City of the Dead
- Author: Brian Keene
- Language: English
- Genre: Horror novel
- Publisher: Delirium Books
- Publication date: 2005
- Publication place: United States
- Media type: Print (hardback & paperback)
- Preceded by: The Rising

= City of the Dead (novel) =

2005 book by Brian Keene

City of the Dead is a novel by Brian Keene published in 2005. It is the sequel to The Rising.

==Plot ==

Jim finds Danny alive as the book opens but the living dead soon converge on their location. Frankie and Martin join Jim in the house and they are soon trapped in the attic. As they see Danny's neighbor in his panic room across the way the zombies set fire to the house. They rig a ladder between the two houses and everyone but Frankie makes it across, Frankie however has a two-story fall into a swimming pool below. Meanwhile: Don, Martin, Jim, and Danny regroup and make a run for Don's Ford explorer. Upon escaping the garage they find Frankie fighting zombies in the front yard badly hurt from the fall and shot several times. They rescue her as she goes into shock.

Back in Hellertown Ob has taken Baker's body and is instructing his minions to make a motor pool from all the abandoned vehicles. Ob is distressed that Jim is alive and escaping him, he begins to fantasize killing Martin and Jim. Here he divulges that the Siqqusim can see the life auras coming from the living. Ob is then killed by some hiding guardsmen who he discovers.

Their escape is short lived as Frankie left the keys in the Humvee and the zombies are in hot pursuit. They use the Humvee to force the car into an accident. Jim regains consciousness as zombies are trying to pull Danny from the wreckage and biting his arm. Jim loses it and violently kills the zombie, punctuating each blow with the words "I told you to leave my son alone." Martin has been thrown from the car and his head had turned a full 180 degrees around. Jim smashes his head in with a rock as he reanimates proclaiming "There is no God". Jim leads the zombies away distracting them from his party including a very badly injured Frankie making plans to meet them in what looks like an abandoned parking structure. There is a legless zombie hiding in a car who alerts more zombies to the groups presence. Jim races back to the structure as the group races for the roof. Almost simultaneously a helicopter shows up using a powerful sonic device that kills all the zombie birds and almost kills Jim. They rescue Jim and take him to Ramsey towers.

Ob reanimates in a new body that is in great shape. His host died of a heart attack while masturbating. His old host had knowledge of secret armories for the NYPD as well as the National Guard. He uses this knowledge to help arm his army as he sends for his forces in Hellertown as well as across the country. He also learns that all human life in Europe and Asia has been eliminated.
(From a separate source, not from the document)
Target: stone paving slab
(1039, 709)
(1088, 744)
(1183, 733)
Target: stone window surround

Ob then lays siege to last remaining humans holed up in Ramsey towers, using heavy artillery he is able to breach the supposedly impenetrable building. With the approaching forces the remaining humans are falling apart as the zombies storm the towers and eradicate them. Jim, Frankie, and a few others escape into the sewers only to be followed by Ob and his forces. Three of the company are killed by Zombie rats, one of a gunshot wound, one eaten by a zombie crocodile, and one having his throat slit by another zombie. Ob personally confronts Jim telling him he is glad to be the one ending his incredible journey; Jim then uses a flamethrower on a gas line killing Ob and the surrounding zombies. Frankie and Danny are eventually killed by zombie rats in their sleep.

Sometime before the final act however, Frankie has a dream in which the spirit of Martin talks to her, laying out the complex plan set up by Ob and his minions. The plan shows her that surviving the zombies would have been just the first ordeal. The undead were merely the first wave, with the purpose of eliminating all human and animal life. Once that task is accomplished, other demons would begin the assimilation of the plants and insects. It is also revealed that Jim, Danny and the rest of the characters from the books are reunited in some sort of afterlife and are happy.

==Reception==
Don D'Ammassa of the SF, Fantasy & Horror's Monthly Trade Journal wrote: "Less ambitious and original than his other novels, but no less well written." Monica S. Kuebler of the Rue Morgue wrote that the novel "cranks the action up to eleven and, Keene deserves serious props for. ending the novel as he does."